An up-front reminder on these stadium/relocation stories: I follow them really closely not only because it is simply interesting to me to think about a longstanding MLB team changing cities, but also because we know that once the situations in Oakland and Tampa are resolved, expansion is almost certainly coming. And when expansion comes, realignment is coming with it. Whatever team you care most about in MLB, it’s going to impact your team one way or another.
I don’t believe that Major League Baseball has always wanted the Athletics to move to Las Vegas, but I do believe they have fully supported the notion that the organization will either get significant money from Oakland to make a new stadium work, or the move is real. This isn’t one of those situations where you’re talking about mere idle threats in order to squeeze as much as possible, knowing full well the team is going to stay either way.
Over the last year or two, it definitely seems like things have moved more and more toward a move happening, and now Commissioner Rob Manfred is just laying it out there:
The A’s lease on the Coliseum runs through the 2024 season, and with previous talks on a new stadium deal having ground to a halt earlier this year, the problem is time. A new city council will come in after the election, and then, what, they’re going to start from scratch in January and get a deal done almost immediately? That’s what it would take for the A’s and MLB to hold off starting the Vegas project – because that is going to need multiple years to get off the ground and be ready to go.
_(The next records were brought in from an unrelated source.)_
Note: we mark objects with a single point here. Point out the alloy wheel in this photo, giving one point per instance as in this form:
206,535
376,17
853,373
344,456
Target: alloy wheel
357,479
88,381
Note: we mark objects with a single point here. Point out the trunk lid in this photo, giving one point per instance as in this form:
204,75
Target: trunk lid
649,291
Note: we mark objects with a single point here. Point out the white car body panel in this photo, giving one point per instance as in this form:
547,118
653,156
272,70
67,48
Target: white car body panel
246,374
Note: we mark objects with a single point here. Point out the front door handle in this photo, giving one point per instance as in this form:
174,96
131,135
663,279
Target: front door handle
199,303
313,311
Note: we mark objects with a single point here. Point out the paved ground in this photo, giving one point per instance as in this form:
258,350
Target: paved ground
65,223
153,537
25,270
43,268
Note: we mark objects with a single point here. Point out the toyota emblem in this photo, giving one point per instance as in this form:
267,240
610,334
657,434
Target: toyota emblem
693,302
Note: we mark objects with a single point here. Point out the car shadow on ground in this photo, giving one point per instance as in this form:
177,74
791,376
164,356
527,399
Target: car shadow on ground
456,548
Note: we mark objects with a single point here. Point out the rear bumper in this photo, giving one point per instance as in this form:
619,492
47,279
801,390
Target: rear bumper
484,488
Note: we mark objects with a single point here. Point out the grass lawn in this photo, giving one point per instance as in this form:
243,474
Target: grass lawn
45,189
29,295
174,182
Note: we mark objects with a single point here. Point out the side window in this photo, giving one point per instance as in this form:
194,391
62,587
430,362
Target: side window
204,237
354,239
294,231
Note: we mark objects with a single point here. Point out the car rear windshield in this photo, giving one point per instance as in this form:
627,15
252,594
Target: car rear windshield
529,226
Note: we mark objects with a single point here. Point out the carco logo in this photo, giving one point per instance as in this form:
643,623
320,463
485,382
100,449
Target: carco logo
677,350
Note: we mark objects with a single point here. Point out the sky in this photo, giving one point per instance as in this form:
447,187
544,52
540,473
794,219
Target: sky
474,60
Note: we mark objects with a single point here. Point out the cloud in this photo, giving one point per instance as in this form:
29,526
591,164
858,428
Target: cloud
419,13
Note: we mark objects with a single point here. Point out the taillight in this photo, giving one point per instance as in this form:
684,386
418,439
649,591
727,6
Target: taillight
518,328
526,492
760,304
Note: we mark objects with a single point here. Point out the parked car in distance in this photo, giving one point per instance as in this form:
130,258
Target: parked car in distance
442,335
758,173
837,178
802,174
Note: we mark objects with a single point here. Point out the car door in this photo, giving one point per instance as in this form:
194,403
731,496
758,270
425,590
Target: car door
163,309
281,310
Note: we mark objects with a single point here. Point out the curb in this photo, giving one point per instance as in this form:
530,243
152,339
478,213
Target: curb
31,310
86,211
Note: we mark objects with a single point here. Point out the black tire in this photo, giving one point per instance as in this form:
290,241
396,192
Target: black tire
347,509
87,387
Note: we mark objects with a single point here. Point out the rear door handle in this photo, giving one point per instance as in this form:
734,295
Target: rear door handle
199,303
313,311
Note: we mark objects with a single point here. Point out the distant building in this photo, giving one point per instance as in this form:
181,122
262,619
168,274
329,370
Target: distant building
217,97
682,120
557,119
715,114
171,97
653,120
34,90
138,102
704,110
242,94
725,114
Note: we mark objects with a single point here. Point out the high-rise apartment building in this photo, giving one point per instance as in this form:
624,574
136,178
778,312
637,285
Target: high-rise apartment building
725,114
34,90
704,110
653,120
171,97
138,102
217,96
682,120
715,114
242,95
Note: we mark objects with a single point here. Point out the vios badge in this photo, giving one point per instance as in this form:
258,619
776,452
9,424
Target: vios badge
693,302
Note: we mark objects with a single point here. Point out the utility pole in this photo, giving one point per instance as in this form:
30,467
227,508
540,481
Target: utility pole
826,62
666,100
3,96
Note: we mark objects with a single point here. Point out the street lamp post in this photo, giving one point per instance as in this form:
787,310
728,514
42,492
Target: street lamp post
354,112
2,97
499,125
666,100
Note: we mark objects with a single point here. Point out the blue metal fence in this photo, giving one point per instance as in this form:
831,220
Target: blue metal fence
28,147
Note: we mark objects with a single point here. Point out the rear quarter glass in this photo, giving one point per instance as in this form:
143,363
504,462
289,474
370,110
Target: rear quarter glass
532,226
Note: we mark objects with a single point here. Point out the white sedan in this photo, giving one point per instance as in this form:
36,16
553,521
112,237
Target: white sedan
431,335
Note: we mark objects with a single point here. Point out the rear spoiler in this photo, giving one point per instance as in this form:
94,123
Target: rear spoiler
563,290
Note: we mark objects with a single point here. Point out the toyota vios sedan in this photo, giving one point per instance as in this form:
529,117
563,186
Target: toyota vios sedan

Not that Las Vegas will get the A’s without having to pay to make it happen:
It seems pretty unlikely that the A’s and MLB will look elsewhere besides Las Vegas, because a lot of groundwork has already been laid there – and territory rights are so challenging in any case that MLB is not going to want to lose one of the most obvious and safest spots, geographically speaking.
Had I to guess, the A’s and MLB will give Oakland one last shot to get something fully and finally into place in the first quarter of 2023, after the new political body takes shape. If a deal doesn’t happen almost immediately, though, I would expect full-speed-ahead on Las Vegas.
At the same time, as Manfred indicated, a deal to keep the Rays in Tampa is expected at this point. The silly two-city plan with Montreal is dead, and the Tampa/St. Petersburg area is still one where MLB wants to keep a foothold.
My personal hope is that both of these situations are resolved and etched in stone within a year or two, so that MLB can move on more seriously to expansion talks. It’s not necessarily that I *WANT* expansion and re-alignment – I’m open to it – but it’s been a topic for so long that I’m just ready to see what might actually happen. I’m tired of years of punting. Let’s see what the plan is.